Infrastructure protectionNew technology solves city pipelines leakage problem without excavation

Published 20 August 2015

In Mexico City there are twenty-six thousand kilometers of water pipes and drainage, of which about 8,000 are useless, with risk of collapse and resulting cuts in service. The water pipes infrastructure of many other cities is not much better. A Mexican start-up has created a technology to renew piping without the need for excavation, ensuring it lasts fifty years, twice as long as traditional piping.

Polyvinyl Chloride (PVC) Lined RCP // Source: Polyvinyl Chloride (PVC) Lined RC

Tubepol is a company founded in 2012 by two graduates of the National University of Mexico (UNAM). Engineers Adrian Cordero Ibarra and Jorge Pérez Gavilán Paz created a technology to renew piping without the need for excavation, ensuring it lasts fifty years, twice as long as traditional piping.

With their method, Polymer Pipe Cured in Site (TPC, for Tubería Polimérica Curada en Sitio) they resolved problems of leaks, cracks, and filtrations in pipes that have fulfilled their useful life. The price is equivalent to the civil work, but with great social savings, given that there is no need for closing shops, stopping traffic, or any risk of damaging public facilities.

Investigación y Desarrollo reports that Tubepol began by addressing the problem of rehabilitating pipes without having to drill. “We were in college and approached the System of Business Incubators InnovaUNAM to find ways to develop our idea. There, we found support, advice and training in management, accounting and marketing. We started to seek the solution and the right formula to develop our products,” explained Adrian Cordero, CEO of the company.

Our barriers were always money and lack of confidence from the people towards us because we are young; so one of the key points of our company is that we believe that we can do it, we trust Mexican engineering and that there are opportunities for young people. So we want to be an example of doing important things in this subject.”

According to information provided by the team, in Mexico City there are twenty-six thousand kilometers of water pipes and drainage, of which about 8,000 are useless, with risk of collapse and resulting cuts in service. The rehabilitation process with Tubepol first involves performing a video inspection by feeding a camera through the pipe. Images are available in real time and identify the problem promptly. With the obtained data, Tubepol plans the rehabilitation process.

We designed a polyester-felt sleeve, which is like a bag the size of the pipe with felt inside and an outer plastic layer; we impregnate it with a resin, take it to the site and through an access point, which is usually a strainer or a valve box, inflate the balloon and with steam provoke the resin to harden, which, along with the felt, creates a new pipe inside of the damaged one,” said the UNAM graduate.

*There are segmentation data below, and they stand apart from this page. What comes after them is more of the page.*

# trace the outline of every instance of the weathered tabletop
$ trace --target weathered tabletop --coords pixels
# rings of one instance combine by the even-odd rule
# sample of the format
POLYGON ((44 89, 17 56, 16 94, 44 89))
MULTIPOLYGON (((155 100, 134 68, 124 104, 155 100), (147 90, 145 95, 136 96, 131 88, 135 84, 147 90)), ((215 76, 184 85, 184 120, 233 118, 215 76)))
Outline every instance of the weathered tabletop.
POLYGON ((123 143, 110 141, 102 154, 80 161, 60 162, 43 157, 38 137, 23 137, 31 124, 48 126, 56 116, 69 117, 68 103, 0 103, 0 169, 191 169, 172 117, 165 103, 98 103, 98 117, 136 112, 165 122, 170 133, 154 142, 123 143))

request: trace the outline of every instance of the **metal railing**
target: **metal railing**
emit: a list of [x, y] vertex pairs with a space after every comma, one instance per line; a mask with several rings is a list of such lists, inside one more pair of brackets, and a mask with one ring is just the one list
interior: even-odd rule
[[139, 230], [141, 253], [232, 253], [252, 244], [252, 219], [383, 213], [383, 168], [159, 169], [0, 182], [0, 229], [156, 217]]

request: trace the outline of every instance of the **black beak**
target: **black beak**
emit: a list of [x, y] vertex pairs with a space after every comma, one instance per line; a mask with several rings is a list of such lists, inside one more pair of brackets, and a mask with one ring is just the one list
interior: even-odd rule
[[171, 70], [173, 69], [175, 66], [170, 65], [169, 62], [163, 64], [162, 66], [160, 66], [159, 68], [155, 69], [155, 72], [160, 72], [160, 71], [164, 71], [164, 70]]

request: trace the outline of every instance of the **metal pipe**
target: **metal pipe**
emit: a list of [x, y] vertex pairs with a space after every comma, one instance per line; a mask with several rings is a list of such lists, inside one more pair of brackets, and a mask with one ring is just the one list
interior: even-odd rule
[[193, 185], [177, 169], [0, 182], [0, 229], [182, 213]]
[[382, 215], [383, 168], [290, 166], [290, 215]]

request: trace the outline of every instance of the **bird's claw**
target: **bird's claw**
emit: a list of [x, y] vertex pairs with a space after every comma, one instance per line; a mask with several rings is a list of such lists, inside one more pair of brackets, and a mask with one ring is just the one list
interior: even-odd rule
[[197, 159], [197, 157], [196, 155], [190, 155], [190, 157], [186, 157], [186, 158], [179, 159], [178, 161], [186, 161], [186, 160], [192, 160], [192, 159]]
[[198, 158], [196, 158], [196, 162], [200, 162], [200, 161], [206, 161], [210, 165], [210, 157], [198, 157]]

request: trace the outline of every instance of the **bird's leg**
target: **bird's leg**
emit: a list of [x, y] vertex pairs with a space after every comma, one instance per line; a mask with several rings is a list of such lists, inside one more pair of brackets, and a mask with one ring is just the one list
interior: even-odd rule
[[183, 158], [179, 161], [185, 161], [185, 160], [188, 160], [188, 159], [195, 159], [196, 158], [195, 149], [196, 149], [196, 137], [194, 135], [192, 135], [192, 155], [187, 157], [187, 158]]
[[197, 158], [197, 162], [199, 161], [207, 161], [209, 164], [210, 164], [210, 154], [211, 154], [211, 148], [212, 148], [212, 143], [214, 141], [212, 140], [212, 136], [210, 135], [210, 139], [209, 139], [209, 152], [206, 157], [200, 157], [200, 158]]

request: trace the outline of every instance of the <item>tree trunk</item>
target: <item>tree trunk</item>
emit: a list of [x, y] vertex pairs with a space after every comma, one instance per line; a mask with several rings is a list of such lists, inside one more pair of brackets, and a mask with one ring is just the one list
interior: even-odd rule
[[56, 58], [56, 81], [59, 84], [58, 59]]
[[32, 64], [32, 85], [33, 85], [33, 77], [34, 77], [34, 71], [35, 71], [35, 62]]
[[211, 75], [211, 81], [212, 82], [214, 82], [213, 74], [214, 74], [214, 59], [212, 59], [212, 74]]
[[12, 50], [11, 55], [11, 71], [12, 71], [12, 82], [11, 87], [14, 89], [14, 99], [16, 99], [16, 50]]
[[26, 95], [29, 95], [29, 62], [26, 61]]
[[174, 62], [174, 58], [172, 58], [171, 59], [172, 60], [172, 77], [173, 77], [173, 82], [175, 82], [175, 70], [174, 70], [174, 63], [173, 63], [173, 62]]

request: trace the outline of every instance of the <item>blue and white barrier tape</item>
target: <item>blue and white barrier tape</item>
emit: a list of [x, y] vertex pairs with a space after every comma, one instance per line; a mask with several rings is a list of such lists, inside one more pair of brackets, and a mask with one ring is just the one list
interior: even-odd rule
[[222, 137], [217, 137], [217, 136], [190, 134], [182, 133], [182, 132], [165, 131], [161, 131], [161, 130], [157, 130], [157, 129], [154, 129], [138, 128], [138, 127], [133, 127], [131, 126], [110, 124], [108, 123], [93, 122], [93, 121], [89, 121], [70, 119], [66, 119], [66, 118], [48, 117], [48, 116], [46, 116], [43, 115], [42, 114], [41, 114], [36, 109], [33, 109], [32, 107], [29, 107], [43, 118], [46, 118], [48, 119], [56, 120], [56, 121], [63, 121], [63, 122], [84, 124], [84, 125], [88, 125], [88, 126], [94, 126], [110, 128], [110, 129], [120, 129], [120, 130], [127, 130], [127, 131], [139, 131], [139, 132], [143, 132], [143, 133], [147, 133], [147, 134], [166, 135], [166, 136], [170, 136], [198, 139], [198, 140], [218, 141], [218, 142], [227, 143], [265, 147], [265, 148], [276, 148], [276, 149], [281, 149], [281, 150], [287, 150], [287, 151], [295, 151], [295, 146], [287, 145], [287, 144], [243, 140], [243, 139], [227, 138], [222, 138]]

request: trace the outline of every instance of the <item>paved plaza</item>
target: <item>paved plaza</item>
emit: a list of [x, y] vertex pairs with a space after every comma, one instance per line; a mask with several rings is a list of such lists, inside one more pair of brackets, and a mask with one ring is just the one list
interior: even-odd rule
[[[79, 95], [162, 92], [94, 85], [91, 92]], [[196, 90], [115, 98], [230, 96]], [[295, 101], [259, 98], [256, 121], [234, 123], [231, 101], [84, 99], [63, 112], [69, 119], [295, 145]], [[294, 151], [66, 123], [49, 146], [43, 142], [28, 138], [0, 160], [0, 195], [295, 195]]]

Tubepol can rehabilitate pipes from four inches in diameter to 72, reducing economic costs and time by manufacturing a pipe of 100 or 150 meters long in a single night, in comparison with conventional methods that can take up to three weeks. Other advantages are quick installation, structural strength, increased flow capacity and a solution to infiltration.

In the end, we feel satisfaction when we see that one of the ideas we had while at the university became a company in which many people work, and also offers a valuable service for customers with social resonance. Now, we are looking for companies to acquire the technology and take it across the country,” Adrian Cordero Ibarra concluded.